Between August 28, 2013, and September 18, 2013, Firoozi also repeatedly obtained unauthorized access to the SCADA systems of the Bowman Dam, in Rye, NY, which allowed him to repeatedly obtain information regarding the status and operation of the dam, including information about the water levels and temperature, and the status of the sluice gate, which is responsible for controlling water levels and flow rates, officials said.
Although that access would normally have allowed Firoozi to remotely operate and manipulate the Bowman Dam’s sluice gate, unbeknownst to Firoozi, the sluice gate had been manually disconnected for maintenance at the time of his intrusion.

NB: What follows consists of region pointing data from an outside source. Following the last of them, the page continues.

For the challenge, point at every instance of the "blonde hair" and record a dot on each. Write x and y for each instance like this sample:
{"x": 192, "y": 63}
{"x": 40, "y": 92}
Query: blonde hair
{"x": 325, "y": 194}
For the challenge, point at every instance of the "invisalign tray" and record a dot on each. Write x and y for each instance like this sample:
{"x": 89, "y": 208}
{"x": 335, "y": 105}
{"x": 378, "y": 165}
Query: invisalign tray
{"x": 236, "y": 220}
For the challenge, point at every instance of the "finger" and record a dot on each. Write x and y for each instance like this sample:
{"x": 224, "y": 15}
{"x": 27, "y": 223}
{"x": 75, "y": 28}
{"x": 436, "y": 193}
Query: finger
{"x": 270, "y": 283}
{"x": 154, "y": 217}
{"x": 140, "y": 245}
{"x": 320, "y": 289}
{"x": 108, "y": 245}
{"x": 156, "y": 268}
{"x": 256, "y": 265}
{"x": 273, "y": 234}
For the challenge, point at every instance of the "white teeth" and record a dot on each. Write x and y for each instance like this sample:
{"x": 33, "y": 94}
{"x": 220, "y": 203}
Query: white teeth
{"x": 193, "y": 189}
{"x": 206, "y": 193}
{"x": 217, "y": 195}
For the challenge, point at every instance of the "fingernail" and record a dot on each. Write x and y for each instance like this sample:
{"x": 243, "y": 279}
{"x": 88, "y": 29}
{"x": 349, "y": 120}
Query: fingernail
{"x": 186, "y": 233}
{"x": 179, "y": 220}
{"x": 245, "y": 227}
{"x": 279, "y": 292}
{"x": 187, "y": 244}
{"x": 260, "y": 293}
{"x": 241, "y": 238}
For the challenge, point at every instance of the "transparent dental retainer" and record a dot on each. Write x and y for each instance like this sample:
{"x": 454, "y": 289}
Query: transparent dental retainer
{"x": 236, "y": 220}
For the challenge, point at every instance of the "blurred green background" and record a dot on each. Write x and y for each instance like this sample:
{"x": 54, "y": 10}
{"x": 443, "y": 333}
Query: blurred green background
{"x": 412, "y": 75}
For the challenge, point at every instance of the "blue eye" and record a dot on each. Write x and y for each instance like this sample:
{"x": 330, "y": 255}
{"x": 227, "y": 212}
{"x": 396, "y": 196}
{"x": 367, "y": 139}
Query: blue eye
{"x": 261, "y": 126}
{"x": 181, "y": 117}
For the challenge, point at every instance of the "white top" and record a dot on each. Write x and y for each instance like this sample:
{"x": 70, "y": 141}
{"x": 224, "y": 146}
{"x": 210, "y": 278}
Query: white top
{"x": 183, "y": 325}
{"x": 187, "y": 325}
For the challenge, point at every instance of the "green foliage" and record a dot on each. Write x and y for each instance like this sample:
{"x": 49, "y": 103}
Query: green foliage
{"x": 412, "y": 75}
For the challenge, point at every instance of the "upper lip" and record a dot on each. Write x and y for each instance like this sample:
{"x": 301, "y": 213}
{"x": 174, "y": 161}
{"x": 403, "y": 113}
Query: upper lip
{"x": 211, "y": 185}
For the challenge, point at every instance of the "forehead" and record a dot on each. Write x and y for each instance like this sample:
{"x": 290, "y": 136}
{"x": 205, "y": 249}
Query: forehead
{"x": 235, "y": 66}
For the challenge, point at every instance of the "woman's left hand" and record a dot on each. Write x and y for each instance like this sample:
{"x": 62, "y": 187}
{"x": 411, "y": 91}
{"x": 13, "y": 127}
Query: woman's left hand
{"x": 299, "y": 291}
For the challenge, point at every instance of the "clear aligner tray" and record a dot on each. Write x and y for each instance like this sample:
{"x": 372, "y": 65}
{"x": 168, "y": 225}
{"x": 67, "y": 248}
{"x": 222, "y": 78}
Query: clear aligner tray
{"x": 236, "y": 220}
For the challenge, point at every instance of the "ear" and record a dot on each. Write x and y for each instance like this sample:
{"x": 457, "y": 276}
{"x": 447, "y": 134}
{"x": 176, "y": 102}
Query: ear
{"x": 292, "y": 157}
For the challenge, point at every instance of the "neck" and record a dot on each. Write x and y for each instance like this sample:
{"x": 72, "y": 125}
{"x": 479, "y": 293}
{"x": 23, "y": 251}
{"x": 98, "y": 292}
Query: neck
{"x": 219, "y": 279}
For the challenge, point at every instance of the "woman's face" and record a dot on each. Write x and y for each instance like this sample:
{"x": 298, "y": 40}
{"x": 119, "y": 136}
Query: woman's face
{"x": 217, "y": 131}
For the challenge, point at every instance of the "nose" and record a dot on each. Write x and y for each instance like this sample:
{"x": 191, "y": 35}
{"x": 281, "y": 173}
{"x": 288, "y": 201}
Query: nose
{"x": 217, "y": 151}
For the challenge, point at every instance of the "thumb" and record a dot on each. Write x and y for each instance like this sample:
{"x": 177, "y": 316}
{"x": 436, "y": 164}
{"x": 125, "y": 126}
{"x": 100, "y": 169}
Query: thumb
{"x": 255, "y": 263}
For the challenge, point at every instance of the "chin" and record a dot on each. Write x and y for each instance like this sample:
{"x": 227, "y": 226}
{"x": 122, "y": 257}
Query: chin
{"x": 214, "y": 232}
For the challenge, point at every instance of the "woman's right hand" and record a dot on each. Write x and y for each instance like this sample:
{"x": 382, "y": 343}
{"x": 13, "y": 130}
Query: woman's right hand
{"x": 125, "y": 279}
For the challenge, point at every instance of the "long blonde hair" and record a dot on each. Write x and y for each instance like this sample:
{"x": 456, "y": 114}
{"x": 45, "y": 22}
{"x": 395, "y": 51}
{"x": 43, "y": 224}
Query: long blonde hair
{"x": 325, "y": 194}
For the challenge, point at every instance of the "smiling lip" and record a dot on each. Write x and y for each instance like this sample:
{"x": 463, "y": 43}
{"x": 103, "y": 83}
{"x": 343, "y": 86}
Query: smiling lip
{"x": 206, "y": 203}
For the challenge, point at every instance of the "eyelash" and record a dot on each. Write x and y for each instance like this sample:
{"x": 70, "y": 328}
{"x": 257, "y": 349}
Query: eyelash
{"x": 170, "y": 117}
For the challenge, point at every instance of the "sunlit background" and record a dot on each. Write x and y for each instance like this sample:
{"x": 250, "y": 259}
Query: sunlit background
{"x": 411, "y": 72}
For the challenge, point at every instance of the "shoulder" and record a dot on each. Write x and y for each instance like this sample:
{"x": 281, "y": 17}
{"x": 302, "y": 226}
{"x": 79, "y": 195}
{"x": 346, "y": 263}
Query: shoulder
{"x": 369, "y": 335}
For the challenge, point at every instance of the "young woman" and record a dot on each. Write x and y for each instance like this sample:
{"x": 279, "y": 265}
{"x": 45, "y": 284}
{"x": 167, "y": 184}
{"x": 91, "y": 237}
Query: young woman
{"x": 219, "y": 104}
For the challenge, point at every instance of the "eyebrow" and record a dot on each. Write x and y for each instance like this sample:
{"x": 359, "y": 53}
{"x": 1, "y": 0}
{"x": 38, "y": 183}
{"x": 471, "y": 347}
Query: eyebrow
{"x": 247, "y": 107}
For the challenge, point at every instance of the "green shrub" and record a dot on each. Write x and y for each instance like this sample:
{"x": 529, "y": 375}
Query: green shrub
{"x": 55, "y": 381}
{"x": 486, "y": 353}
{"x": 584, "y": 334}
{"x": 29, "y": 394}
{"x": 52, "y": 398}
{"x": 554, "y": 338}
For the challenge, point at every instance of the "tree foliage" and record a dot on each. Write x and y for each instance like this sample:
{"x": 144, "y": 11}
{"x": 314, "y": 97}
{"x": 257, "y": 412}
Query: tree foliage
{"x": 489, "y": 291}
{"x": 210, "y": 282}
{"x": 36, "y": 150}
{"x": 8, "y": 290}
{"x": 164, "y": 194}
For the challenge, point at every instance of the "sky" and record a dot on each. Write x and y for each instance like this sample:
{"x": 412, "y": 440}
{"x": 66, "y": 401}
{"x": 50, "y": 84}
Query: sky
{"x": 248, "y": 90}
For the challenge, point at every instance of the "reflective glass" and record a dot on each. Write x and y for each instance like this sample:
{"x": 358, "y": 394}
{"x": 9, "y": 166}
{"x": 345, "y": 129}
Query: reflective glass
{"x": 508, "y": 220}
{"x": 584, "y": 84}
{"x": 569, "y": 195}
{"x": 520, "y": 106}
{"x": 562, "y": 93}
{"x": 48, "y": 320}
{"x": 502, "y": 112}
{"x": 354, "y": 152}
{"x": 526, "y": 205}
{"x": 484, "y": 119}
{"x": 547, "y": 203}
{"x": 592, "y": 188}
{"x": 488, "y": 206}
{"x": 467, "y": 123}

All of the indicted individuals are citizens and residents of Iran, and face charges of one count of conspiracy to commit and aid and abet computer hacking, which carries a maximum sentence of 10 years in prison. Firoozi also faces an additional count of obtaining and aiding and abetting unauthorized access to a protected computer, which carries a maximum sentence of five years in prison.
“The charges … respond directly to a cyber assault on New York, its institutions, and its infrastructure,” said Manhattan U.S. Attorney Preet Bharara. “The infiltration of the Bowman Avenue dam represents a frightening new frontier in cybercrime. These were no ordinary crimes, but calculated attacks by groups with ties to Iran’s Islamic Revolutionary Guard and designed specifically to harm America and its people. We now live in a world where devastating attacks on our financial system, our infrastructure, and our way of life can be launched from anywhere in the world, with a click of a mouse. Confronting these types of cyber attacks cannot be the job of just law enforcement. The charges should serve as a wake-up call for everyone responsible for securing our financial markets and for guarding our infrastructure.”
Since the suspects are Iranian citizens, they would have to end up extradicted to the U.S., however, it is unlikely the Iranian government will allow that to occur.